Last month, California Natural Resources Agency Secretary Wade Crowfoot warned Bay Area residents to brace for a fourth dry year in a row. As the state’s drought continues to compromise the drinking water supply of millions of people across the state, for some Californians, scarcity isn’t the only reason they can’t access water.
For California’s low-income communities, the cost of potable water is increasingly out of reach.
For years, the cost of treating, monitoring and delivering clean water to Californians has been rising and that cost has been passed on to residents. According to the California Urban Water Agencies, a nonprofit corporation of 11 major urban water agencies — which includes the San Francisco, Santa Clara, Alameda, East Bay and Contra Costa water districts and public utilities commissions — the residential water bills within its member agencies’ jurisdictions increased an average of 7% per year from 2007 to 2014. That is more than double the rate of inflation.
This rapid rise in cost has made water unaffordable for many. A 2017 survey published in the Journal of the American Water Works Association found that the average water bill in California increased 125% from 2003 to 2013 while median incomes increased by only 12% during that same period. More recent data confirms rising costs have only continued. A 2020 report from the California Environmental Protection Agency found that water rates in San Francisco rose 127% between 2010 and 2017.
The result: According to a 2021 California Water Boards report, nearly 650,000 residential and 46,000 business accounts in California owed more than $315 million in unpaid water and wastewater bills.
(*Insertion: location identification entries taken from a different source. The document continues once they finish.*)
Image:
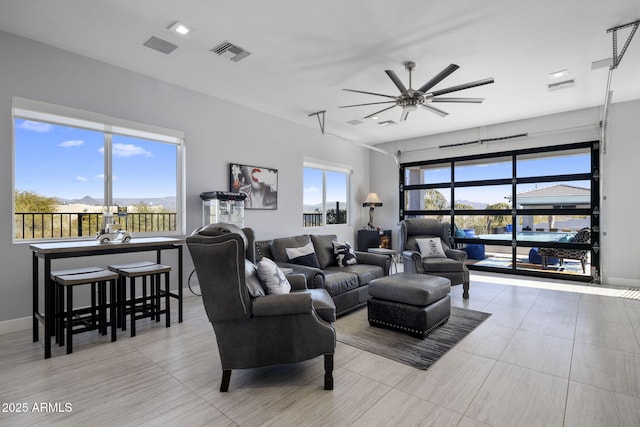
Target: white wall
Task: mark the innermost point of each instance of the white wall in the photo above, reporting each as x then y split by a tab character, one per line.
620	171
217	133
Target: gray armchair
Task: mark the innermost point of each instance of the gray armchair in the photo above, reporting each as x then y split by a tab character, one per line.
264	330
452	267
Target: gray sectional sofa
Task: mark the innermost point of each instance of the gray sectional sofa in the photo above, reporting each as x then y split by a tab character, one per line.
347	285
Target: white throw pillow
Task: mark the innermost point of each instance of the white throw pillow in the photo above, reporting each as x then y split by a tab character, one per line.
431	248
272	278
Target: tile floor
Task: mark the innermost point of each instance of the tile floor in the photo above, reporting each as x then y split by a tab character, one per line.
550	355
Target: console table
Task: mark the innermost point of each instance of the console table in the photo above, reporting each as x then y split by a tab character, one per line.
373	239
57	250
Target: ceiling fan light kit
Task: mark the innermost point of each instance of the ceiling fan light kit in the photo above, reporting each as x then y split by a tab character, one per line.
411	99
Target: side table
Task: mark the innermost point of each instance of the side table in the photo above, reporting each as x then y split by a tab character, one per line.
391	253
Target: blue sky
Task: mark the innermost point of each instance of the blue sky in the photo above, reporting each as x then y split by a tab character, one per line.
336	186
61	161
525	168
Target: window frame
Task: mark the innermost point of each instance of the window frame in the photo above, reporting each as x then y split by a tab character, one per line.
325	167
26	109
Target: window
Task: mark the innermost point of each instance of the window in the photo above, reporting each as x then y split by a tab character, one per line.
71	167
325	195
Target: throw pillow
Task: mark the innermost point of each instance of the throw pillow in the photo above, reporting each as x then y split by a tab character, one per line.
304	255
344	254
251	278
431	248
273	279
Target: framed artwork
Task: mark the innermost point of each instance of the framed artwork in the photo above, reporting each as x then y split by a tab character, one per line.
260	184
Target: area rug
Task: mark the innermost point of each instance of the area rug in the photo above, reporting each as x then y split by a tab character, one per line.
353	329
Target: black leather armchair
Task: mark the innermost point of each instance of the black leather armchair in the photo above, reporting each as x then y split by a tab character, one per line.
265	330
452	267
Moreover, the report found that this debt was disproportionately carried by communities of color. Zip codes with higher percentages of Latino and Black households were found to have a higher percentage of households with some level of debt, a higher-average level of debt and a higher percentage of households with very-high levels of debt.
Families shouldn’t be expected to choose between paying their water bill and other basic needs.
Fortunately, California lawmakers agree. Late last month, the Legislature passed SB222, which would create a state program to help low-income Californians pay their water and sewage bills. SB222 was passed with strong bipartisan support and now awaiting final approval from Gov. Gavin Newsom. If signed into law, the bill would make California the first state in the nation to offer water affordability assistance at this scale.
Gov. Newsom understands how important access to safe water is. In 2019, he called it a “moral disgrace” that over 1 million Californians did not have regular access to safe drinking water. Later that year, he championed and signed into law SB200, which established an ongoing fund to pay for solutions to unsafe drinking water.
But ensuring Californians’ water is safe to consume is only half the battle. People also need to be able to afford it. SB222 is the next logical step in the struggle for water justice.
Last month, the governor released California’s Water Supply Strategy, a long-term plan to invest in new water sources and transform water management. The report rightly points out that the state is already working on increasing affordability. For example, earlier this year, the state provided $301 million in pandemic-related water debt relief. But the financial strain of costly water bills started well before the pandemic, and as the report also notes, “the increased investments in infrastructure necessary to meet our future water supply needs will put additional pressure on affordability.”
If approved by the governor, and funded sustainably, the financial assistance SB222 would provide to low-income Californians would be similar to what the state already offers low-income residents for electricity and telecommunication utility costs.
Ten years ago, California communities paying unaffordable bills for unsafe water celebrated as then-Gov. Jerry Brown signed into law the Human Right to Water. With that legislation, our state became the first to recognize that every human being, regardless of race, income or immigration status, has a right to safe and affordable drinking water and basic sanitation. Now, Gov. Newsom has the opportunity to move California closer to this promise by signing SB222.
As the governor noted back in 2019, “solving this crisis demands sustained funding. It demands political will.”
Affordable water is within our reach — it is now up to the governor to make it happen.
Susana De Anda is the executive director of Community Water Center. Michael Claiborne is directing attorney at Leadership Counsel for Justice and Accountability.